The Batman Adventures #1: “Penguin’s Big Score”
Written by Kelley Puckett
Illustrated by Ty Templeton
Inked by Rick Burchett
Colored by Rick Taylor
Lettered by Tim Harkins
Free stuff is always great. You know what’s even better than that, though? Free stuff that’s actually good. Right now, Comixology has the first issue of 1992’s The Batman Adventures up for free as part of a Halloween Comicfest promotion, and they couldn’t have picked a better series to introduce readers to.

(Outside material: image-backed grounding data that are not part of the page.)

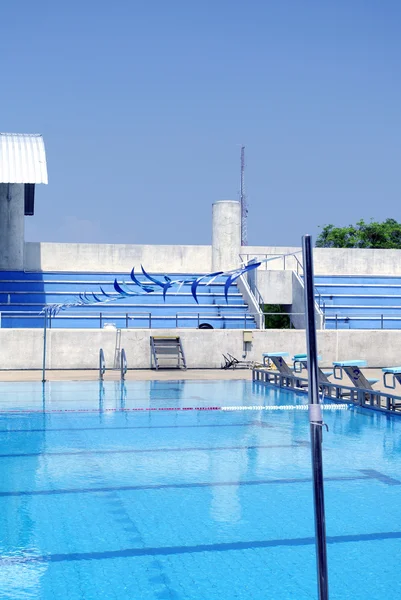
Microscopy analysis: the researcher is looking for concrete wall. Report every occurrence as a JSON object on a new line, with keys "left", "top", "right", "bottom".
{"left": 23, "top": 201, "right": 241, "bottom": 274}
{"left": 24, "top": 242, "right": 212, "bottom": 273}
{"left": 313, "top": 248, "right": 401, "bottom": 276}
{"left": 22, "top": 241, "right": 401, "bottom": 277}
{"left": 243, "top": 245, "right": 401, "bottom": 276}
{"left": 256, "top": 270, "right": 293, "bottom": 304}
{"left": 289, "top": 272, "right": 305, "bottom": 329}
{"left": 1, "top": 328, "right": 400, "bottom": 370}
{"left": 0, "top": 184, "right": 25, "bottom": 270}
{"left": 289, "top": 272, "right": 323, "bottom": 330}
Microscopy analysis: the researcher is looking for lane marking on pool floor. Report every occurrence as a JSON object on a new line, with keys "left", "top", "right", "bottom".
{"left": 0, "top": 404, "right": 351, "bottom": 414}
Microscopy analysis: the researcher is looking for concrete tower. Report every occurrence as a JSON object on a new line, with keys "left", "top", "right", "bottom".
{"left": 212, "top": 200, "right": 241, "bottom": 272}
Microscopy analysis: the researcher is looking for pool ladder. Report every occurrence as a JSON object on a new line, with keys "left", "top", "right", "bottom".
{"left": 99, "top": 348, "right": 128, "bottom": 380}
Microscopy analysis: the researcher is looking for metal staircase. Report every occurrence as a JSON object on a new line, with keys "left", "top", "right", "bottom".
{"left": 150, "top": 336, "right": 187, "bottom": 370}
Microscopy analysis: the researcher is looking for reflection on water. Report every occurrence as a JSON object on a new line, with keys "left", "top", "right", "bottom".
{"left": 0, "top": 380, "right": 400, "bottom": 599}
{"left": 0, "top": 401, "right": 47, "bottom": 598}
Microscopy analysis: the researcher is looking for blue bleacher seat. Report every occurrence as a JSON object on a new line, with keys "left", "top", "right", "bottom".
{"left": 314, "top": 275, "right": 401, "bottom": 330}
{"left": 0, "top": 271, "right": 256, "bottom": 330}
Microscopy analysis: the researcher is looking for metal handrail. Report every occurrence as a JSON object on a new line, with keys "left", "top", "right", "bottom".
{"left": 253, "top": 283, "right": 265, "bottom": 306}
{"left": 293, "top": 254, "right": 304, "bottom": 276}
{"left": 7, "top": 309, "right": 401, "bottom": 330}
{"left": 239, "top": 252, "right": 304, "bottom": 273}
{"left": 120, "top": 348, "right": 127, "bottom": 380}
{"left": 99, "top": 348, "right": 106, "bottom": 380}
{"left": 238, "top": 253, "right": 325, "bottom": 311}
{"left": 238, "top": 255, "right": 265, "bottom": 306}
{"left": 326, "top": 313, "right": 401, "bottom": 329}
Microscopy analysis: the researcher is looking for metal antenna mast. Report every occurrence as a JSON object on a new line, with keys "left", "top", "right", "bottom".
{"left": 240, "top": 145, "right": 248, "bottom": 246}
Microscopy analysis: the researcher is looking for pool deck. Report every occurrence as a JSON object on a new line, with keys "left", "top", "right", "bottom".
{"left": 0, "top": 369, "right": 254, "bottom": 382}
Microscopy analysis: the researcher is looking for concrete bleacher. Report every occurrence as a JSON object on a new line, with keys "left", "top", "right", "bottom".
{"left": 315, "top": 275, "right": 401, "bottom": 329}
{"left": 0, "top": 271, "right": 256, "bottom": 329}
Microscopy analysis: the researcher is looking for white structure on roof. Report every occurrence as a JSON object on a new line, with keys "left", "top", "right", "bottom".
{"left": 0, "top": 133, "right": 48, "bottom": 183}
{"left": 0, "top": 132, "right": 48, "bottom": 270}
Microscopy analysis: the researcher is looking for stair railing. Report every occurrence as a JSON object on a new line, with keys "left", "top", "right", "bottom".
{"left": 120, "top": 348, "right": 127, "bottom": 380}
{"left": 99, "top": 348, "right": 106, "bottom": 380}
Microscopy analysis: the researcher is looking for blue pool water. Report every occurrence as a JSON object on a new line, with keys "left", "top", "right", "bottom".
{"left": 0, "top": 379, "right": 400, "bottom": 599}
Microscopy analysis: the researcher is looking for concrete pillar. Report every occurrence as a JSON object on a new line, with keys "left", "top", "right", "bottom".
{"left": 212, "top": 200, "right": 241, "bottom": 272}
{"left": 0, "top": 184, "right": 25, "bottom": 270}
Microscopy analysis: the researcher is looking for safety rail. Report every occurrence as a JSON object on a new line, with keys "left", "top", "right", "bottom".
{"left": 253, "top": 368, "right": 401, "bottom": 413}
{"left": 120, "top": 348, "right": 127, "bottom": 380}
{"left": 239, "top": 253, "right": 326, "bottom": 312}
{"left": 0, "top": 311, "right": 258, "bottom": 329}
{"left": 99, "top": 348, "right": 106, "bottom": 380}
{"left": 324, "top": 313, "right": 401, "bottom": 329}
{"left": 253, "top": 284, "right": 264, "bottom": 307}
{"left": 0, "top": 310, "right": 329, "bottom": 329}
{"left": 239, "top": 252, "right": 304, "bottom": 275}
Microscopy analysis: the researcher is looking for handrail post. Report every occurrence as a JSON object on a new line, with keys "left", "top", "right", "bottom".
{"left": 42, "top": 309, "right": 47, "bottom": 383}
{"left": 99, "top": 348, "right": 106, "bottom": 380}
{"left": 149, "top": 313, "right": 151, "bottom": 328}
{"left": 126, "top": 313, "right": 128, "bottom": 328}
{"left": 120, "top": 348, "right": 127, "bottom": 380}
{"left": 100, "top": 312, "right": 103, "bottom": 328}
{"left": 302, "top": 234, "right": 329, "bottom": 600}
{"left": 381, "top": 314, "right": 384, "bottom": 329}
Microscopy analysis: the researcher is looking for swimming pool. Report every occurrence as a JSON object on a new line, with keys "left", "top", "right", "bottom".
{"left": 0, "top": 379, "right": 400, "bottom": 599}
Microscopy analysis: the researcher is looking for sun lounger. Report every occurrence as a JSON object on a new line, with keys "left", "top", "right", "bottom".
{"left": 332, "top": 360, "right": 379, "bottom": 390}
{"left": 221, "top": 353, "right": 254, "bottom": 370}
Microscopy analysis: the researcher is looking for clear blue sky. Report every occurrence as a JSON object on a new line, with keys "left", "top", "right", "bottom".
{"left": 2, "top": 0, "right": 401, "bottom": 247}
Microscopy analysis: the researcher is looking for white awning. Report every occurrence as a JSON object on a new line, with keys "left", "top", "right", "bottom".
{"left": 0, "top": 133, "right": 48, "bottom": 184}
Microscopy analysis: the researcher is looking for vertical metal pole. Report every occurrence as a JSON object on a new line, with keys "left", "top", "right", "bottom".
{"left": 42, "top": 380, "right": 46, "bottom": 412}
{"left": 302, "top": 234, "right": 329, "bottom": 600}
{"left": 42, "top": 309, "right": 47, "bottom": 383}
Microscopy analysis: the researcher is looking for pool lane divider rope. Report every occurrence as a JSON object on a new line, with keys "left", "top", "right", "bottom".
{"left": 0, "top": 404, "right": 351, "bottom": 414}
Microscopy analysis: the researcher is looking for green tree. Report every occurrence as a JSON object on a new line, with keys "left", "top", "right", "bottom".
{"left": 316, "top": 219, "right": 401, "bottom": 249}
{"left": 261, "top": 304, "right": 293, "bottom": 329}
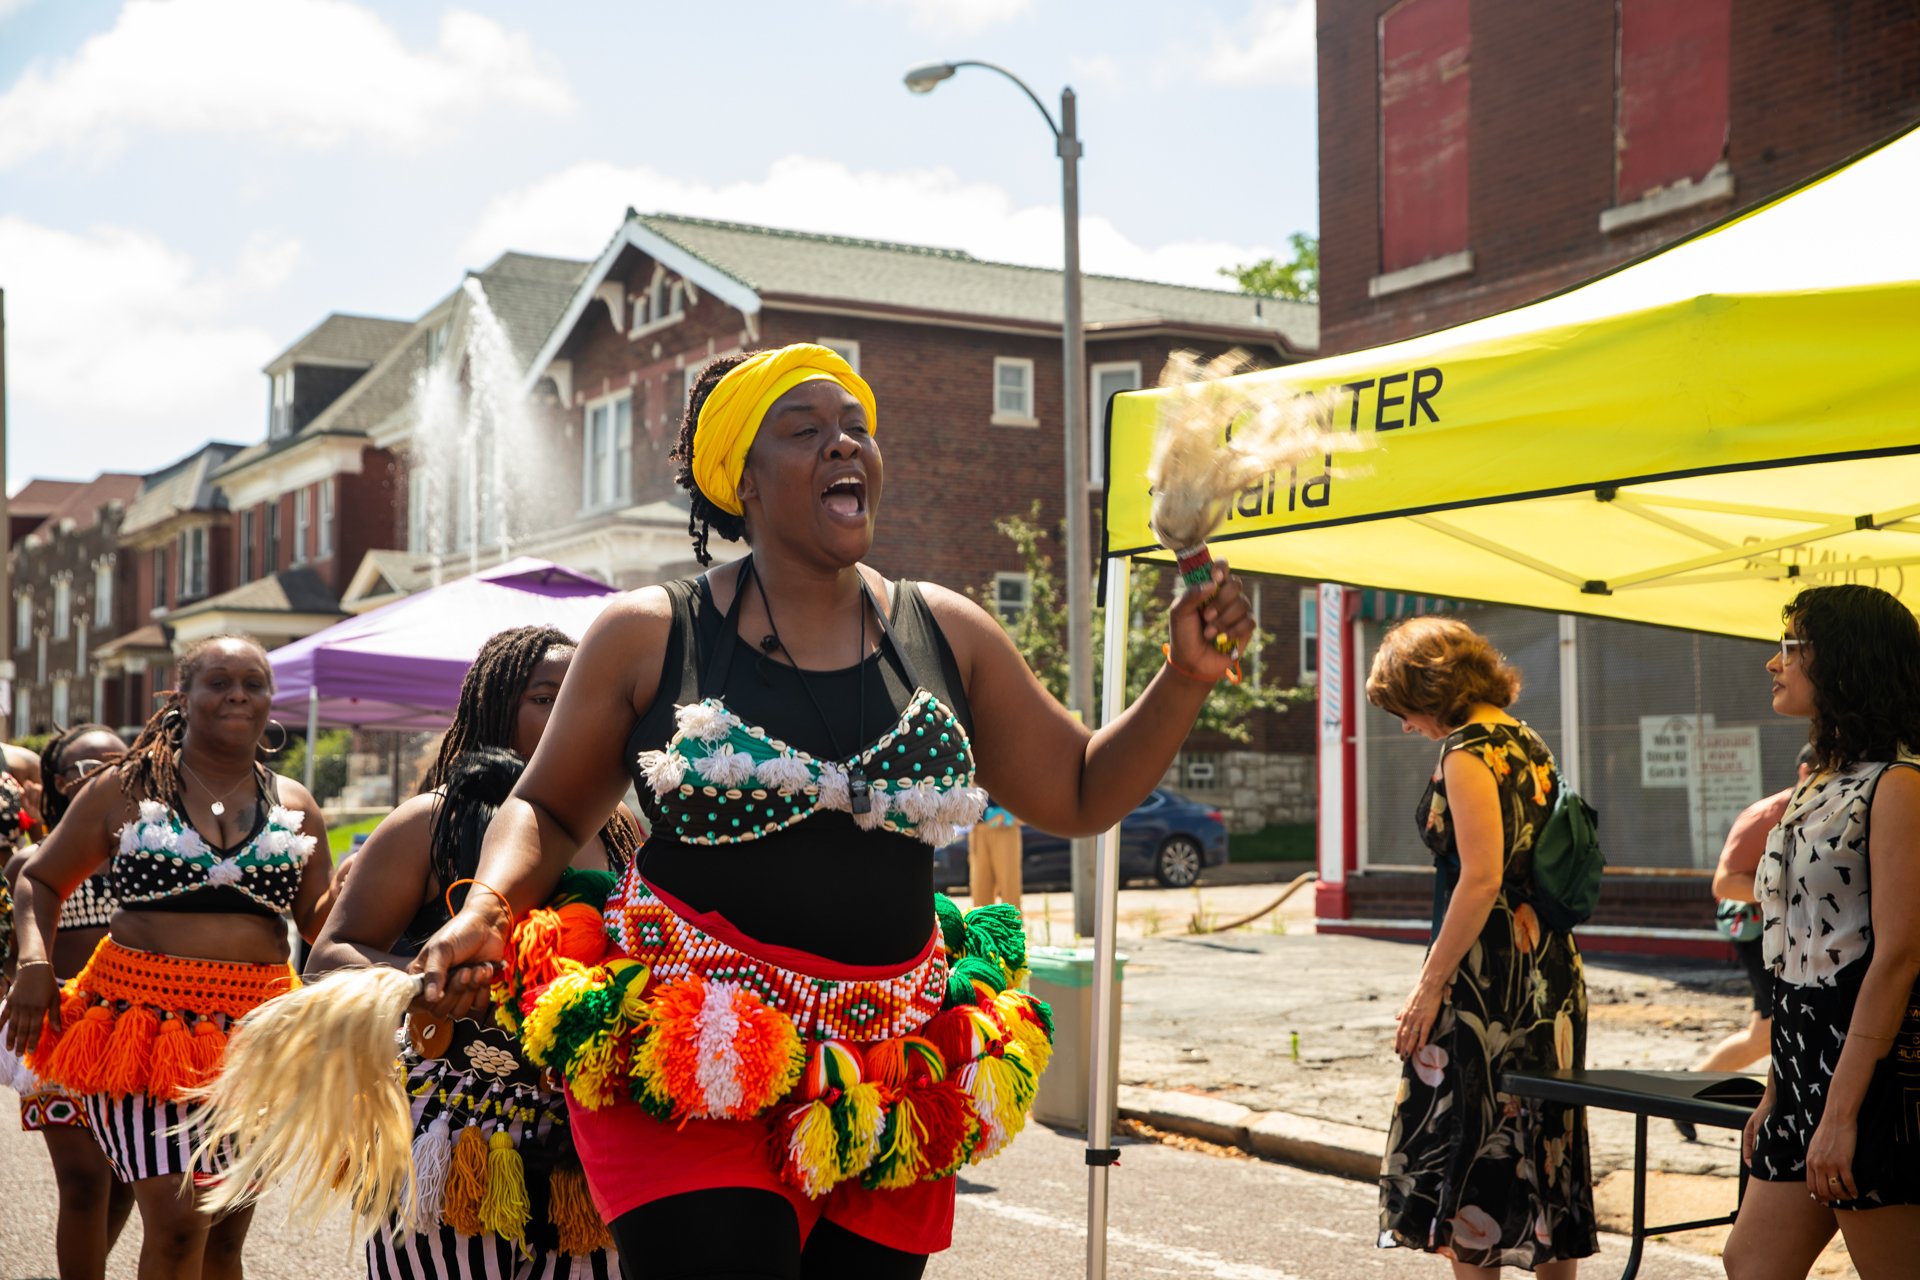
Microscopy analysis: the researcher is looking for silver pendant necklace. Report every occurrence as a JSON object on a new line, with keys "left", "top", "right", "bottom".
{"left": 182, "top": 759, "right": 251, "bottom": 817}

The series is based, of course, on the legendary Batman: The Animated Series, and like the cartoon it accompanied it had a great legacy of its own. Running 36 issues, with two annuals and three specials (including the classic, tragic Mad Love), it was followed by The Batman and Robin Adventures, The Batman Adventures: The Lost Years, Batman: Gotham Adventures, and Batman Adventures, an all too brief 17 issue run that might be my favorite Batman series of all time. And that’s not even counting the various comics that tied into the show’s spin offs, like Superman Adventures (which contains both the best Lex Luthor story and the second best Superman story), various Justice League books, and the super-weird Adventures in the DC Universe.
While this issue stands fine on its own, it’s actually the first in a multi-part arc that culminates in a truly gruesome Joker story, the seeds of which are planted early on.

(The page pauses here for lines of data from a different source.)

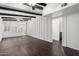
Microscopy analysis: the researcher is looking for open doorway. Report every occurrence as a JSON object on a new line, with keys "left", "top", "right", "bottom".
{"left": 52, "top": 17, "right": 63, "bottom": 43}
{"left": 59, "top": 17, "right": 63, "bottom": 44}
{"left": 52, "top": 17, "right": 65, "bottom": 55}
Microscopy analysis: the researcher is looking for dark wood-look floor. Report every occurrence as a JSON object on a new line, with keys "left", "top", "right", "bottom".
{"left": 52, "top": 40, "right": 66, "bottom": 56}
{"left": 0, "top": 35, "right": 52, "bottom": 56}
{"left": 63, "top": 47, "right": 79, "bottom": 56}
{"left": 0, "top": 35, "right": 67, "bottom": 56}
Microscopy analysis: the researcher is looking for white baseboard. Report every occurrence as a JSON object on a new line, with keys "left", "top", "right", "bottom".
{"left": 27, "top": 34, "right": 53, "bottom": 43}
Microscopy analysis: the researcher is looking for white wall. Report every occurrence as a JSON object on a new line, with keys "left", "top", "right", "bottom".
{"left": 62, "top": 16, "right": 67, "bottom": 47}
{"left": 51, "top": 12, "right": 79, "bottom": 50}
{"left": 60, "top": 12, "right": 79, "bottom": 50}
{"left": 27, "top": 16, "right": 52, "bottom": 42}
{"left": 66, "top": 13, "right": 79, "bottom": 50}
{"left": 0, "top": 17, "right": 3, "bottom": 41}
{"left": 2, "top": 21, "right": 27, "bottom": 38}
{"left": 52, "top": 12, "right": 79, "bottom": 50}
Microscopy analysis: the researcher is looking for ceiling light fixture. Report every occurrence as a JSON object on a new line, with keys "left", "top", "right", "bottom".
{"left": 23, "top": 3, "right": 36, "bottom": 10}
{"left": 28, "top": 3, "right": 36, "bottom": 6}
{"left": 32, "top": 3, "right": 36, "bottom": 6}
{"left": 28, "top": 3, "right": 36, "bottom": 10}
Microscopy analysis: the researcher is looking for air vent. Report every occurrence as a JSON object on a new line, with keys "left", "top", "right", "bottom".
{"left": 61, "top": 3, "right": 68, "bottom": 7}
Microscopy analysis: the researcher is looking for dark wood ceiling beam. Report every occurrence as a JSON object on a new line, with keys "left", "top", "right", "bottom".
{"left": 0, "top": 13, "right": 36, "bottom": 18}
{"left": 35, "top": 5, "right": 43, "bottom": 10}
{"left": 2, "top": 17, "right": 30, "bottom": 21}
{"left": 0, "top": 6, "right": 42, "bottom": 16}
{"left": 37, "top": 3, "right": 47, "bottom": 6}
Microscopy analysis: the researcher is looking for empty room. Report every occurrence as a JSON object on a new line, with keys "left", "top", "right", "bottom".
{"left": 0, "top": 2, "right": 79, "bottom": 56}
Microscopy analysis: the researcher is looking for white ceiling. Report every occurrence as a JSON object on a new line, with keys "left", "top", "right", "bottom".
{"left": 0, "top": 3, "right": 63, "bottom": 17}
{"left": 46, "top": 3, "right": 61, "bottom": 9}
{"left": 42, "top": 3, "right": 61, "bottom": 16}
{"left": 0, "top": 3, "right": 42, "bottom": 14}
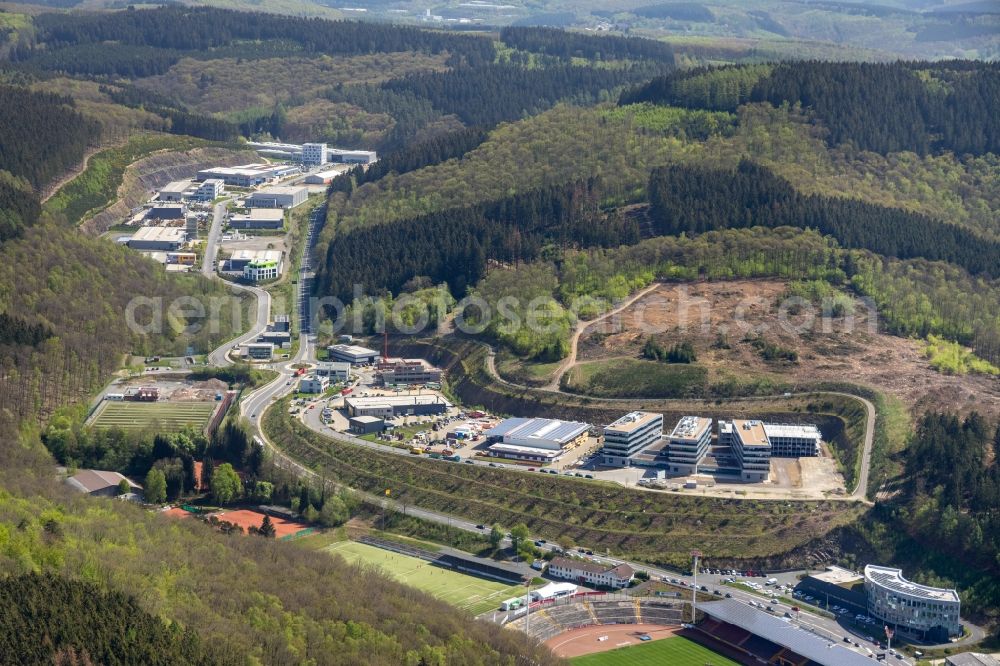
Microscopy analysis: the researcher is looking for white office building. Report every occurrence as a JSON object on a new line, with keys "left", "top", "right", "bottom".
{"left": 194, "top": 178, "right": 225, "bottom": 201}
{"left": 601, "top": 411, "right": 663, "bottom": 467}
{"left": 246, "top": 186, "right": 308, "bottom": 209}
{"left": 865, "top": 565, "right": 961, "bottom": 641}
{"left": 302, "top": 143, "right": 328, "bottom": 166}
{"left": 298, "top": 374, "right": 330, "bottom": 394}
{"left": 315, "top": 361, "right": 351, "bottom": 382}
{"left": 243, "top": 342, "right": 274, "bottom": 360}
{"left": 721, "top": 420, "right": 771, "bottom": 482}
{"left": 665, "top": 416, "right": 713, "bottom": 474}
{"left": 762, "top": 423, "right": 821, "bottom": 457}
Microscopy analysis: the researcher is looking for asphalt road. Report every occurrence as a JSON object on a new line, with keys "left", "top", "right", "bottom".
{"left": 202, "top": 198, "right": 227, "bottom": 277}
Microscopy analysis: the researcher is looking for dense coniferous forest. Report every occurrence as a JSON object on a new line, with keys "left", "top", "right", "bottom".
{"left": 382, "top": 62, "right": 668, "bottom": 127}
{"left": 332, "top": 126, "right": 489, "bottom": 192}
{"left": 318, "top": 179, "right": 638, "bottom": 300}
{"left": 499, "top": 26, "right": 676, "bottom": 62}
{"left": 647, "top": 160, "right": 1000, "bottom": 276}
{"left": 17, "top": 6, "right": 494, "bottom": 67}
{"left": 0, "top": 86, "right": 98, "bottom": 190}
{"left": 622, "top": 61, "right": 1000, "bottom": 155}
{"left": 0, "top": 573, "right": 224, "bottom": 666}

Kelley Puckett absolutely nails the tone of the cartoon and the characterization of the Penguin in particular. The issue opens with a meeting with Penguin and his goons, where they’re asked what new word they learned that day. It’s a tic that never shows up again, but perfectly fits with Cobblepot’s delusions of respectability and class.
That’s what his string of crimes reinforce, too: he robs from Gotham’s most charitable donators, and in turn donates the stolen money in his name. I’ve long held to the idea that the Penguin isn’t insane at all; rather, he’s the old crime of the mob in the trappings of the new crime of super villainy. A scheme like this, which manages to be fouled by both Bruce Wayne and Batman, perfectly sums up his character.

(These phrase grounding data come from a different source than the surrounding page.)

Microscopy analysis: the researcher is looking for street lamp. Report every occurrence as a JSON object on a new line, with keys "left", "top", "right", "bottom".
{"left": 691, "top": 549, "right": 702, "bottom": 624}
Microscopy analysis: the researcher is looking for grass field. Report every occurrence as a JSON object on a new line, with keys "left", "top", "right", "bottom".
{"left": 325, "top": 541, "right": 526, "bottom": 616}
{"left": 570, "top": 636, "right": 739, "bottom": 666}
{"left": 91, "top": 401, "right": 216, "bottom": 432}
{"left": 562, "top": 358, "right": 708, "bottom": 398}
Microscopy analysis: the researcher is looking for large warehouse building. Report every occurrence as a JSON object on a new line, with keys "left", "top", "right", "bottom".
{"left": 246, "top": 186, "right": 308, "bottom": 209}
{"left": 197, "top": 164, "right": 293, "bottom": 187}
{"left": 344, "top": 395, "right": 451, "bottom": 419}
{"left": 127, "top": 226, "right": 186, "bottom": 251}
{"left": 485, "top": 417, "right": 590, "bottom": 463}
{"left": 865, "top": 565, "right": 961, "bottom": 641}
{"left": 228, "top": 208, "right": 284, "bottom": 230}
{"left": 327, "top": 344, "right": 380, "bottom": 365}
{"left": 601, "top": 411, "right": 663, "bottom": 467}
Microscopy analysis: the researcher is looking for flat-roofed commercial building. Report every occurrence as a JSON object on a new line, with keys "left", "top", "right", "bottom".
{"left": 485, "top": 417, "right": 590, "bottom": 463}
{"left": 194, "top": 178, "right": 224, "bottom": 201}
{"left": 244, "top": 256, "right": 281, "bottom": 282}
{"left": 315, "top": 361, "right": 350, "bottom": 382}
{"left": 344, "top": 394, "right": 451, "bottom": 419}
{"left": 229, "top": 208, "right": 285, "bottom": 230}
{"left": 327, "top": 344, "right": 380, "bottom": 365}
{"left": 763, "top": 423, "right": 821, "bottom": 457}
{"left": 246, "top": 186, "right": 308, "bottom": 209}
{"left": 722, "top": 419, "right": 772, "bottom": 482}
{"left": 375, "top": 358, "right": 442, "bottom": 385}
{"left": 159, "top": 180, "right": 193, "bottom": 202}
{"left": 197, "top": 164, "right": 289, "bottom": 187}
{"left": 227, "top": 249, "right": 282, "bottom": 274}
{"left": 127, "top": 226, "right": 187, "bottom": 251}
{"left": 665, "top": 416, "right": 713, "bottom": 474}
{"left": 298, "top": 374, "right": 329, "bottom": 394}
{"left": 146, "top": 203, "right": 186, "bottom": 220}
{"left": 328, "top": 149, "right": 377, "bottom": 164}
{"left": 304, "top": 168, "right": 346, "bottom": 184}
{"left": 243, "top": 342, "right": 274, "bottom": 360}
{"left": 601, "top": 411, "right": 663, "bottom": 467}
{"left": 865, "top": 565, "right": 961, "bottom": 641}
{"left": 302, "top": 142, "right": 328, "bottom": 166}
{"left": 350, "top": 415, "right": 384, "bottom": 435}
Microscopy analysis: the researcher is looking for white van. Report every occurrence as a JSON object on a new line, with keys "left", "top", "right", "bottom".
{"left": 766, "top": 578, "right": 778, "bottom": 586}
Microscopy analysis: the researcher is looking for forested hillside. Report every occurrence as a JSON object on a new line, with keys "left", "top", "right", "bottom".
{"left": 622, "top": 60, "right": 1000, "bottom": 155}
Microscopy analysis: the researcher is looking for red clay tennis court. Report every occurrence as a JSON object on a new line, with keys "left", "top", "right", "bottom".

That’s another thing Puckett gets that the cartoon did so well too: it made Bruce Wayne a character. He’s not a reclusive, brooding jerk, but a charming, likable guy who does good things for Gotham on his own. The dichotomy of Wayne’s dual lives obviously favors Batman, but special care is taken to insure that Bruce isn’t just a blank slate, a vessel for Batman when he isn’t in costume.
One of the best aspects of the show was that it was genuinely suitable for all ages. The adventures were engaging and the action was exciting without being too frightening for all but perhaps the youngest of children, and the writing was genuinely good as an entertainment for older audiences as well. To this day it stands as the definitive take on the Dark Knight for at least one generation, and this comic is a worthy successor to its popularity. The dialogue is written well, the plots are structured like the three acts of an episode, and there’s wit and humor to provide levity, even though things never get too dour.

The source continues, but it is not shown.